Tacrolimus acts by inhibiting T-lymphocyte activation as well as inhibiting IL-2 gene expression in T helper cells. It has multiple side effects which can have consequences for anaesthesia: hypertension, diabetes, neurotoxicity, and renal insufficiency [3, 10]. Prednisone has a similar side effect profile; however its action is different to tacrolimus because it has anti-inflammatory effect on organ systems. Mycophenolate mofetil is an inhibitor of inosine monophosphate dehydrogenase as well as having cytostatic effects on T- and B-lymphocytes. It also has implications for anaesthesia as it results in anaemia, leukopenia, and thrombocytopenia [3, 9, 10].

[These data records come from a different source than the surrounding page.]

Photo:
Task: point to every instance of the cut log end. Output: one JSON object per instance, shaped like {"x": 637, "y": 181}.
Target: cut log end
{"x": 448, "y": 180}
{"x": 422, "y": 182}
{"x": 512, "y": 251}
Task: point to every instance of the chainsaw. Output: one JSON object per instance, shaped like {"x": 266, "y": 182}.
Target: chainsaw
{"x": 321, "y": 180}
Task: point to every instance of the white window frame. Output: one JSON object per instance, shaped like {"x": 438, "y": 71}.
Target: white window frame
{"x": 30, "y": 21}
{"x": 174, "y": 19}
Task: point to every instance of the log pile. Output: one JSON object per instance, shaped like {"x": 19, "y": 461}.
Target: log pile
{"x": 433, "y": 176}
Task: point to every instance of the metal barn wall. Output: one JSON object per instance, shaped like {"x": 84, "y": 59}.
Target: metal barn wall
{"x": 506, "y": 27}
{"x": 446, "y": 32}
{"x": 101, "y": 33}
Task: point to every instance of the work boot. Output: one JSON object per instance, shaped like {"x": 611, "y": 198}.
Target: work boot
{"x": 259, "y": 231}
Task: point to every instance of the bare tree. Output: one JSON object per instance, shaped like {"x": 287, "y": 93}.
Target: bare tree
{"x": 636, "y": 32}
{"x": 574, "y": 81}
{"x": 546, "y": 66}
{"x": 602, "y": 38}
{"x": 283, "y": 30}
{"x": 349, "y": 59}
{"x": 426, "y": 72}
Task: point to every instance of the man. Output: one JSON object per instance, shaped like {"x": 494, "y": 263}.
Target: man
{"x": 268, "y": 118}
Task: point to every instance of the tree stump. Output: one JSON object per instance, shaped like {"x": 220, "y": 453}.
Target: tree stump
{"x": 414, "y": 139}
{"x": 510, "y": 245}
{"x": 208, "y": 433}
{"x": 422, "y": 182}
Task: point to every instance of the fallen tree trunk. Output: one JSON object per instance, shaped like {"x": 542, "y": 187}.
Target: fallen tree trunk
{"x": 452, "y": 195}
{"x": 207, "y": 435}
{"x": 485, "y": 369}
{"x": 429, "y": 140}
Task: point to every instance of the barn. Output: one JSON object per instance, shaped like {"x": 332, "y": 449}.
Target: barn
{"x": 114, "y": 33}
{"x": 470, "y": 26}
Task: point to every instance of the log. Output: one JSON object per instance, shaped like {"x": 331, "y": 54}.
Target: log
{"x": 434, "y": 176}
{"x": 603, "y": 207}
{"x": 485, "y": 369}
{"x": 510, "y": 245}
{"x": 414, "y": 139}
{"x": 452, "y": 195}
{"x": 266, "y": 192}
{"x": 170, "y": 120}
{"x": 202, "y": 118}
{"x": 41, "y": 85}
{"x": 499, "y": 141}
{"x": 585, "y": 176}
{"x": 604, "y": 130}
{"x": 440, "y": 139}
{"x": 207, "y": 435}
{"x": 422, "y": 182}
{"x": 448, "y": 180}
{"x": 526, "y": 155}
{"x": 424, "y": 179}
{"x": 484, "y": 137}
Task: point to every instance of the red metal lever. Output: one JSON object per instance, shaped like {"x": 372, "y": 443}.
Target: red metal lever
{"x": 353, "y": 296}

The patient was taking his immunosuppressants for many years prior to this presentation, which increases his risk for developing an infection. It has been advised that such patients should be started on steroids or that their steroid dose be increased. In this case neither were done upon advise from his transplant centre.

4. Summary

(i)To have an understanding that the transplanted heart has no sensory sympathetic and parasympathetic innervation makes them prone to developing atrial fibrillation and atrial flutter.(ii)The transplanted heart is “preload dependent”; therefore it is important to maintain a sufficient systolic pressure and prevent hypovolemia.(iii)The transplanted heart does not respond to muscle relaxants, anticholinergics, and anticholinesterases; therefore in emergency situations ephedrine and isoproterenol can be used.(iv)To be aware of the side effect profile of immunosuppressive therapy and how this may affect the anaesthetic agents given is necessary.(v)It is crucial to continue immunosuppressive therapy, considering other routes if necessary.

Conflict of Interests

The authors declare that there is no conflict of interests regarding the publication of this paper.

Authors’ Contribution

Farshid Ejtehadi was the surgeon involved in management of the patient and with Sharon Carter contributed to the case report by reviewing the literature and drafting the paper. Lucy Evans added valuable comments and suggestions to improve the case report. Mr. Howard Bradpiece and Dr. Mubasher Zia are consultants responsible for the patient’s care and were involved in revision of the paper.